No one who has watched Barack Obama’s polling closely would be surprised that his latest quarterly average job approval with Gallup has hit its low point of his presidency. They may, however, be surprised by some comparative numbers from other presidencies. Obama’s ratings have declined in every quarter, but he can take some comfort in the company he’s keeping:
President Obama averaged 47.3% job approval during his sixth quarter in office, spanning April 20-July 19 — his lowest quarterly average to date. Americans’ approval of Obama has declined at least slightly in each quarter of his presidency.
The latest quarterly results are based on interviews with more than 45,000 U.S. adults as part of Gallup Daily tracking. During this period, Obama saw a high of 52% approval in his three-day rolling average in mid-May, and several times saw a new low of 44%, including in mid-July. His sixth quarter in office was a period of continuing economic difficulty in the United States and coincided with the beginning of the Gulf of Mexico oil spill.
No one really expected Obama to stay in the mid-60s, but the ratings have been going in one direction through his entire presidency. The greatest drop came a year ago, between the second and third quarters, when Obama lost over nine points after the ObamaCare debate erupted. Since then, Obama has lost between 1.5 and two points each quarter on his average. If the White House expected a rebound from passage of ObamaCare, they’ve been sorely disappointed.

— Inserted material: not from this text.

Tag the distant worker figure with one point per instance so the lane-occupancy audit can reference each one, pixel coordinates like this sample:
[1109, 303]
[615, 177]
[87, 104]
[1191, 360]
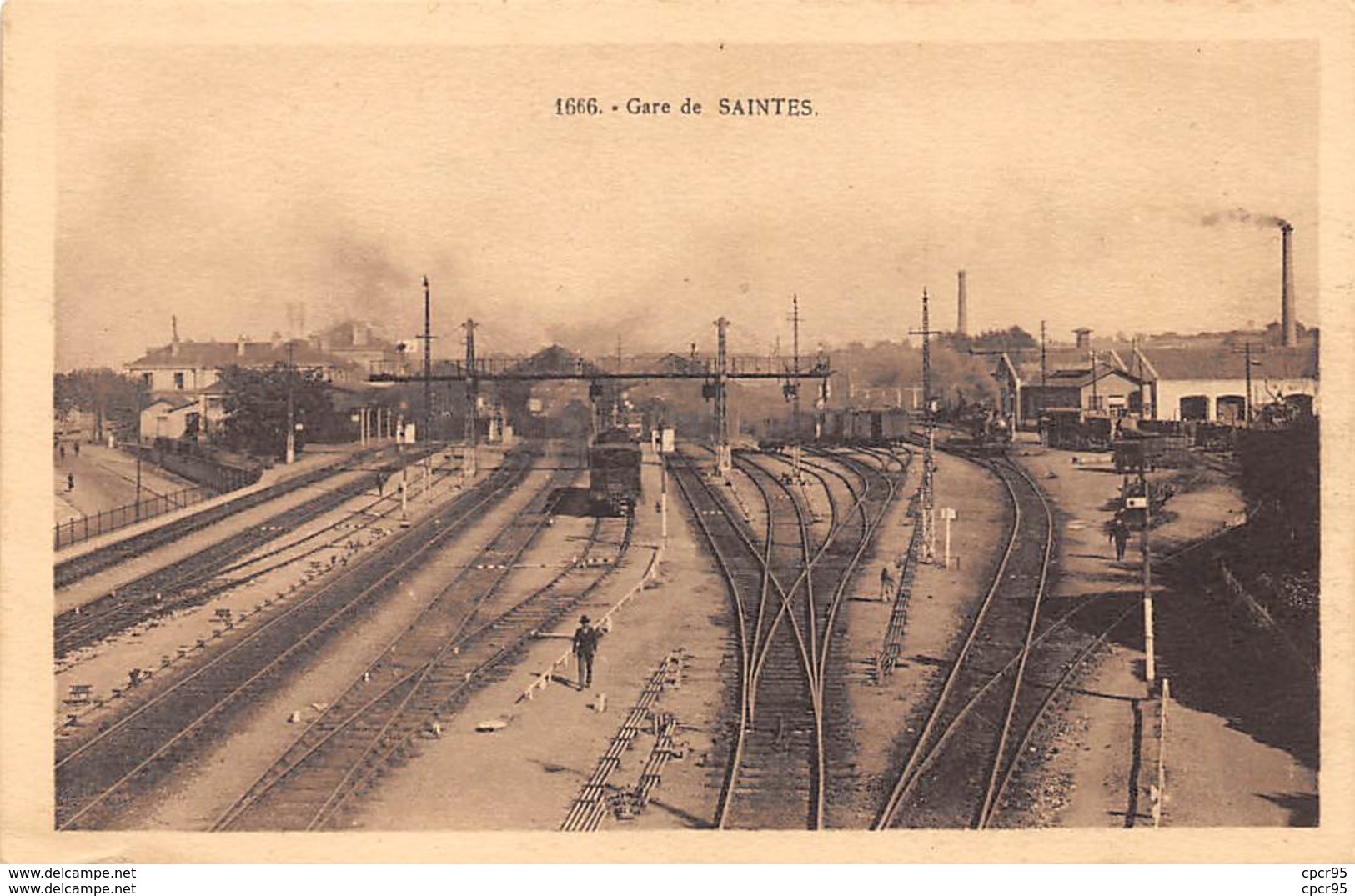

However, whether this means anything for Obama’s future is debatable. He actually ranks sixth out of the last nine presidents for an 18-month quarterly approval rating. Those who ranked below his 47.3%:
- Bill Clinton, 46.1%
- Ronald Reagan, 44.2%
- Jimmy Carter, 41.8%
Only Carter failed to win re-election of the three. Bill Clinton had the blessing of a three-way race in 1996, thanks to Ross Perot, and only needed 48% of the vote to win a second term. Reagan bounced all the way back himself after staying the course on his economic policies and taking a tough stand on the Cold War.
In fact, a high rating didn’t always help, either. George H. W. Bush had a sixth-quarter rating of 64.8%, and this was before going to war with Iraq, when his ratings soared into the 80s. It didn’t take long for his popularity to plummet, and for him to lose his re-election bid.
The lesson from this is that the sixth quarter rating is probably not meaningful for second-term campaigns. If the experience of Reagan and Clinton are an indication, though, it could be a harbinger of midterm results. We have plenty of other such harbingers at the moment, though, with more direct relation to that question.
Obama has time to rebound, but it’s becoming clear that he will need some major course corrections to do so. Whether he’s capable of that remains to be seen, but at least thus far, it doesn’t appear that he’s even considering them.